Left Congenital Diaphragmatic Hernia without Hernial Sac vs. Left Congenital Diaphragmatic Hernia with Hernial Sac

Left picture: The diagnosis is a large congenital (pleuroperitoneal) diaphragmatic hernia (Bochdalek´s hernia). In the back and laterally only a small rim of the edge of the diaphragmatic defect is recognizable. Right picture: Here, the diagnosis is a congenital diaphragmatic hernia, too; but the hernia is not large, and in contrast to the diaphragmatic defect of the contralateral patient, a very large hernial sac is recognizable which has been opened and must be resected prior to closure of the defect. Theoretically, such a diaphragmatic hernia with a hernial sac can be missed at surgery, or in case of a large diaphragmatic defect, misinterpreted as a congenital diaphragmatic eventration. The parenchymatous organ in the depth of the defect is in both cases a hypoplastic lung.

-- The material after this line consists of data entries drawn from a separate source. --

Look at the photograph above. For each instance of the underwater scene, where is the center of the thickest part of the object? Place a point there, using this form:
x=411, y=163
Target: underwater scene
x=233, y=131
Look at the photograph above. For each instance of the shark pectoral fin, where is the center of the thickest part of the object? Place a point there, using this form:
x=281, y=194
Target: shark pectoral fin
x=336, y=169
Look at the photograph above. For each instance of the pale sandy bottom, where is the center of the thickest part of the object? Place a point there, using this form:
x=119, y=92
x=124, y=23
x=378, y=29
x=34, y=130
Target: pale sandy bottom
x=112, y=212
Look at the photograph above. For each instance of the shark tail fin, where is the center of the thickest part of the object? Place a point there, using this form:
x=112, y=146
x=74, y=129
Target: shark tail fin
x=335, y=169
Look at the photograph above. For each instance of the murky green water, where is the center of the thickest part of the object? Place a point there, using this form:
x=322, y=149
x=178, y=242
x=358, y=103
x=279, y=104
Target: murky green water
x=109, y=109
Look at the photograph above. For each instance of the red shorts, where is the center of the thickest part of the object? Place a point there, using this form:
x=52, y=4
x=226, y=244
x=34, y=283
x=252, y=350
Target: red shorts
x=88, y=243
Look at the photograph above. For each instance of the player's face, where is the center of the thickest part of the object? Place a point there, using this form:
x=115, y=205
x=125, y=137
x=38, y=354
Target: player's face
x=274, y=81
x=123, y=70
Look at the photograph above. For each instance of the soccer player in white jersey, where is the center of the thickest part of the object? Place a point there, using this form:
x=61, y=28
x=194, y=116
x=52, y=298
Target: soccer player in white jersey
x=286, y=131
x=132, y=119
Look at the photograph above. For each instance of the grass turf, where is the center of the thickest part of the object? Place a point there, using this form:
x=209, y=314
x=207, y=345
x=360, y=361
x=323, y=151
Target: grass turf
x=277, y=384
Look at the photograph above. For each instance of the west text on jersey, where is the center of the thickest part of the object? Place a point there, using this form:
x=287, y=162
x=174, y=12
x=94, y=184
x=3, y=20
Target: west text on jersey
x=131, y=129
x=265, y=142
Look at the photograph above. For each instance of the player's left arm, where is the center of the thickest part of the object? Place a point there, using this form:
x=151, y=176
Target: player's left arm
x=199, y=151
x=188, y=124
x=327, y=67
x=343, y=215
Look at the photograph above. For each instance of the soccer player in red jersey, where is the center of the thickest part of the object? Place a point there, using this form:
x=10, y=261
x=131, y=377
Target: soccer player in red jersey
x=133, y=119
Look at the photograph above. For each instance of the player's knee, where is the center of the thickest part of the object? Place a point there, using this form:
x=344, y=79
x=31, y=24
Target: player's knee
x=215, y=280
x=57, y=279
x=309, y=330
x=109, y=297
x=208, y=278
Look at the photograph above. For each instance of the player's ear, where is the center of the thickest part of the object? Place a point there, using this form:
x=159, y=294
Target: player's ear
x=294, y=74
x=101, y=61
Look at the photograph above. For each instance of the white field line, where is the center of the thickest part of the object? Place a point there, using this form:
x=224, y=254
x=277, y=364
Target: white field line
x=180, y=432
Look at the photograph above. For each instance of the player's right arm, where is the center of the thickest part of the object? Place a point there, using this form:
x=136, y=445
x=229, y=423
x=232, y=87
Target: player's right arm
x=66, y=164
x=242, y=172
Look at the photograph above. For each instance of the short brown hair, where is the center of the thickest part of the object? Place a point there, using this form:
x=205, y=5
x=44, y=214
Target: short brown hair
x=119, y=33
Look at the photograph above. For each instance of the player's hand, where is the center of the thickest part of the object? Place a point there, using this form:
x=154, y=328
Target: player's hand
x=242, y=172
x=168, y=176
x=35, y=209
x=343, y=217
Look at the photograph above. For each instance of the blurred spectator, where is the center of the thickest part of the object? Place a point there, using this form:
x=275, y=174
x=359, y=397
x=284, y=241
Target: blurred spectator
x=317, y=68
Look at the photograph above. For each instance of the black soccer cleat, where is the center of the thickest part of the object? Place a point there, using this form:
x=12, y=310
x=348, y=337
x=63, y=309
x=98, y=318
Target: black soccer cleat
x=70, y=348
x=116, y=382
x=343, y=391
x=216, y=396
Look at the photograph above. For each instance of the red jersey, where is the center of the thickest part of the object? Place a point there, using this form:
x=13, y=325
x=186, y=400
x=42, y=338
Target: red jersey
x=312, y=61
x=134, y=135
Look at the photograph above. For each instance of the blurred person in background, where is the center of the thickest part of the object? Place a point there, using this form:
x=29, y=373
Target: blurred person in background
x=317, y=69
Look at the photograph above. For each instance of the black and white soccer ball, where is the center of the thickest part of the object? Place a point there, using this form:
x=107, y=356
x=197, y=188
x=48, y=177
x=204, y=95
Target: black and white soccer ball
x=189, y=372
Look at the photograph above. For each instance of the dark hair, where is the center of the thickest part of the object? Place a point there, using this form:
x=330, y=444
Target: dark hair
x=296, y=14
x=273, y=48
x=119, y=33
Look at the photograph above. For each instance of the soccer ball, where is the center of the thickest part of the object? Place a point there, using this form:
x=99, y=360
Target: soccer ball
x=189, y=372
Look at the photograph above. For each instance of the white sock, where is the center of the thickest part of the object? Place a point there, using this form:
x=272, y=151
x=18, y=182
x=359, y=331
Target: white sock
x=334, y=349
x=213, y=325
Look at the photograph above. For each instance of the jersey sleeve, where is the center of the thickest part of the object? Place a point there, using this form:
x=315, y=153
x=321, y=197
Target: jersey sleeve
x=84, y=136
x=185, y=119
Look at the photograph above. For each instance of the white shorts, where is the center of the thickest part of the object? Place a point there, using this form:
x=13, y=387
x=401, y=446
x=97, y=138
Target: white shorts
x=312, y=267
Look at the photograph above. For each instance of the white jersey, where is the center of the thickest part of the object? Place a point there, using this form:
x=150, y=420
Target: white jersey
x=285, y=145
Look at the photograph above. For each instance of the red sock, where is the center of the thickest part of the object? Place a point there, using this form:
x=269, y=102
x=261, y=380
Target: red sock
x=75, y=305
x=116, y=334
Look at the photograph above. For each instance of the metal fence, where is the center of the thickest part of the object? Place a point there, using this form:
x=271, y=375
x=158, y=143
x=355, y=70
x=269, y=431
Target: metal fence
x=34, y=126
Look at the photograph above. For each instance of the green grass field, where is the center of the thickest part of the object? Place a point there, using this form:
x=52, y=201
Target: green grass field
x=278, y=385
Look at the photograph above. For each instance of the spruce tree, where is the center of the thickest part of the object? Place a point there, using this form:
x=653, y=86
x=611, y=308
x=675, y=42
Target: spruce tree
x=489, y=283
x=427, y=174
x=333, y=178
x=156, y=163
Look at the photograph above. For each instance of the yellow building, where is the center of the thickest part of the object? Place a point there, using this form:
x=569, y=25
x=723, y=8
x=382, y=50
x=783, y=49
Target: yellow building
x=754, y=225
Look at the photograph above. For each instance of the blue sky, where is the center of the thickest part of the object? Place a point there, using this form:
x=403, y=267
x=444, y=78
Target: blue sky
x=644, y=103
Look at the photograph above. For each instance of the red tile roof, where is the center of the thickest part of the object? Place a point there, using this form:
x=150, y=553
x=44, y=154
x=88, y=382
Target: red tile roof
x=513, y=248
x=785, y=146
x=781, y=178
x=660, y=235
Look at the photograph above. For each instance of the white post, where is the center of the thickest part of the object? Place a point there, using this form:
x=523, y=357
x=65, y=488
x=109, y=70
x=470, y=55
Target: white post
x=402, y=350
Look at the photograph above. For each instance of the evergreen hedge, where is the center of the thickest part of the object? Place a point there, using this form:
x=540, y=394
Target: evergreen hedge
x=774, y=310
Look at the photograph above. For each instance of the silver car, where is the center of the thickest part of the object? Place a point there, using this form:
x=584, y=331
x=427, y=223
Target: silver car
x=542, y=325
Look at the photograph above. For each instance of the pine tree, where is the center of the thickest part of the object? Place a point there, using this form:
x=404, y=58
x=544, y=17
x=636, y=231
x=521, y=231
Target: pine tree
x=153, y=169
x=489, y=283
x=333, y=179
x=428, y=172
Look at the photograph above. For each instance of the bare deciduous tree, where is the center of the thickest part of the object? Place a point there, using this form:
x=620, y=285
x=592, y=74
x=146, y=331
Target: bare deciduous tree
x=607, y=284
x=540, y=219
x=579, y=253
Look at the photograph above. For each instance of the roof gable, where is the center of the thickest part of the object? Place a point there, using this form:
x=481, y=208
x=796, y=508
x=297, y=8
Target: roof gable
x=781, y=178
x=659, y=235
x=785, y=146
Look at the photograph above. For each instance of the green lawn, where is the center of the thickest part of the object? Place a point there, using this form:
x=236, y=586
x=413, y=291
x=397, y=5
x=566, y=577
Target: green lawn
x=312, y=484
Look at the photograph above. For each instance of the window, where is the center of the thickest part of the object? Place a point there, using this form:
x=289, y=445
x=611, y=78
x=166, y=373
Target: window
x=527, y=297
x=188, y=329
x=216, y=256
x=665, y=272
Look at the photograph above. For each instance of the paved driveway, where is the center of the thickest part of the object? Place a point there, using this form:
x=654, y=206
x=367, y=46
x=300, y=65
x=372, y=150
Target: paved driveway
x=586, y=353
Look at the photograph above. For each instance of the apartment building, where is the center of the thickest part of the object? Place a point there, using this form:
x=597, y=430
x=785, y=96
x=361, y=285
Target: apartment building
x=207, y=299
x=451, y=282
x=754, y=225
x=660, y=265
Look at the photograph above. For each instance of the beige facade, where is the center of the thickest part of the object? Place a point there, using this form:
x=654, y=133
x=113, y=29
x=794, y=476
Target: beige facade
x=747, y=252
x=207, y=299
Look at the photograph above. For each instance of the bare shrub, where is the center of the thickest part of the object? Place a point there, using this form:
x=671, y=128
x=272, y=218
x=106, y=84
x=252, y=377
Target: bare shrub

Left picture: Operative findings in a newborn with RDS. On the left side in the picture, loops of small intestine and colon are visible, and on the right side in the picture a large defect in the depth of which some blood and a rudimental parenchymatous organ is recognizable. Right picture: Operative findings in a newborn with an RDS. On the left side some intestinal loops can be seen which have been pulled out of the thoracic cavity. In the depth of the triangular structure which is stretched by forceps a small opening is visible with an allusive parenchymatous organ.